PANGANDARAN, LingkarJabar — Mantan Menteri Kelautan dan Perikanan (KKP) RI, Susi Pudjiastuti, menghadiri rapat pembahasan terkait polemik Keramba Jaring Apung (KJA) yang menjadi sorotan di Kabupaten Pangandaran. Rapat yang dihadiri oleh berbagai instansi terkait, termasuk Himpunan Nelayan Seluruh Indonesia (HNSI) Pangandaran, digelar di Aula Kantor Samsat Pangandaran, pada Selasa 06 Agustus 2025.
Namun, suasana rapat mendadak tegang ketika Susi Pudjiastuti memutuskan keluar meninggalkan forum sebelum rapat selesai. Aksi walk out Susi sontak mengejutkan para peserta rapat yang hadir.
Ditemui usai meninggalkan rapat, Susi Pudjiastuti menegaskan bahwa pelaksanaan KJA di perairan Pangandaran harus dievaluasi secara serius. Ia menilai perizinan yang telah dikeluarkan harus dicabut karena tidak sesuai dengan ketentuan yang berlaku.
“Rapat ini tidak sesuai dengan substansi permasalahan.

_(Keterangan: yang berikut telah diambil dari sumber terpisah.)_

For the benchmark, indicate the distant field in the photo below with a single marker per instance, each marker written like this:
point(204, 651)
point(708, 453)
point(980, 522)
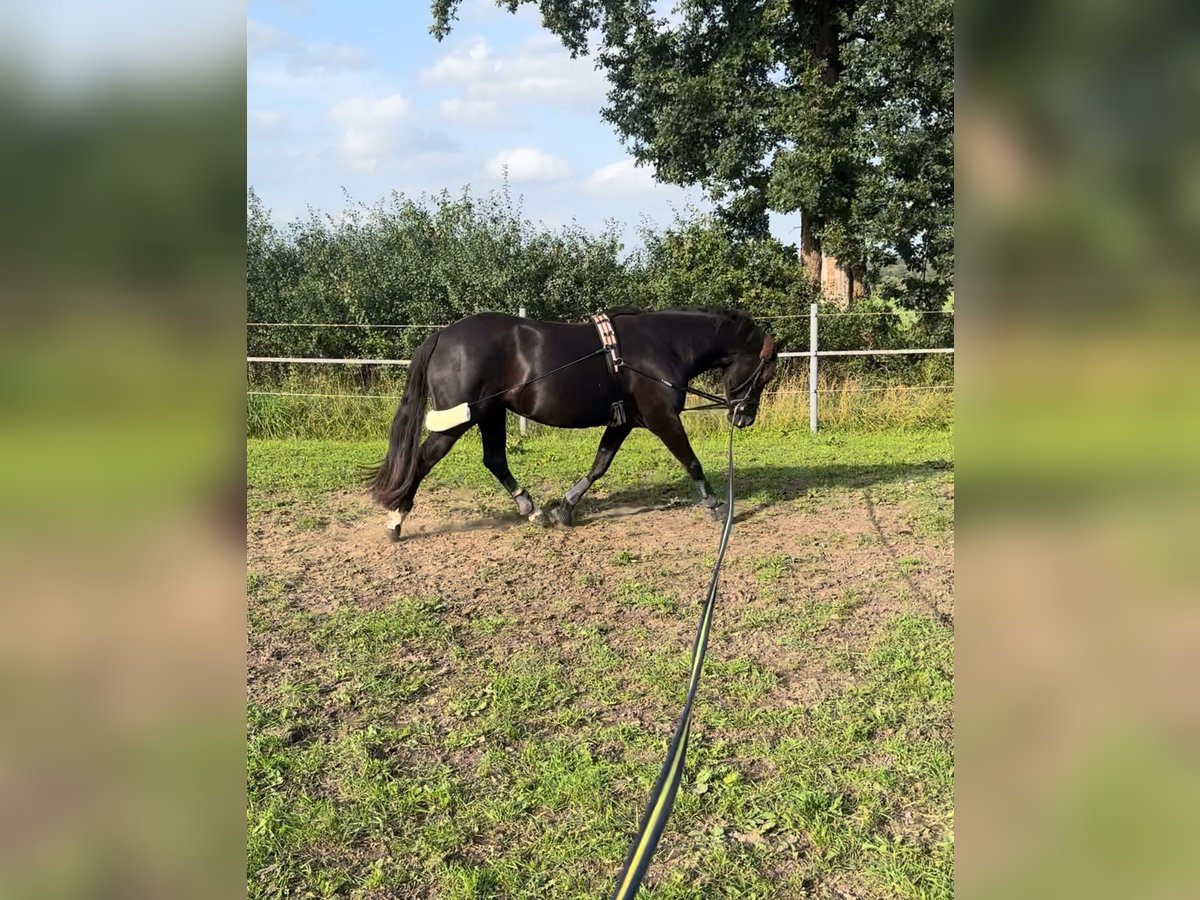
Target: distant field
point(480, 709)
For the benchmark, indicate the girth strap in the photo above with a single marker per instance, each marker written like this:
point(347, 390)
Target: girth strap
point(609, 341)
point(613, 360)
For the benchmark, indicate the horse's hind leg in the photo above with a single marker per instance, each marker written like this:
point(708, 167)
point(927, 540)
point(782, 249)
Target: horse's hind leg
point(436, 447)
point(496, 459)
point(610, 443)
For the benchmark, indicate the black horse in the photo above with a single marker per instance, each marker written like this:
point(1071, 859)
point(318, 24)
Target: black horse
point(486, 364)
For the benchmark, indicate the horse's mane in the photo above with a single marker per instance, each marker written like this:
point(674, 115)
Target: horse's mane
point(742, 324)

Izin-izin KJA yang tidak sesuai harus dicabut. Laut Pangandaran harus tetap indah dan bersih. Jika dibiarkan, KJA ini akan merusak keindahan dan berdampak negatif terhadap sektor pariwisata. Wisatawan datang ke Pangandaran ingin melihat laut yang bersih, bukan penuh jaring apung,” tegas Susi kepada awak media.
Tak hanya itu, melalui akun media sosial pribadinya, Susi Pudjiastuti juga menyampaikan kritik tajam kepada sejumlah pejabat terkait.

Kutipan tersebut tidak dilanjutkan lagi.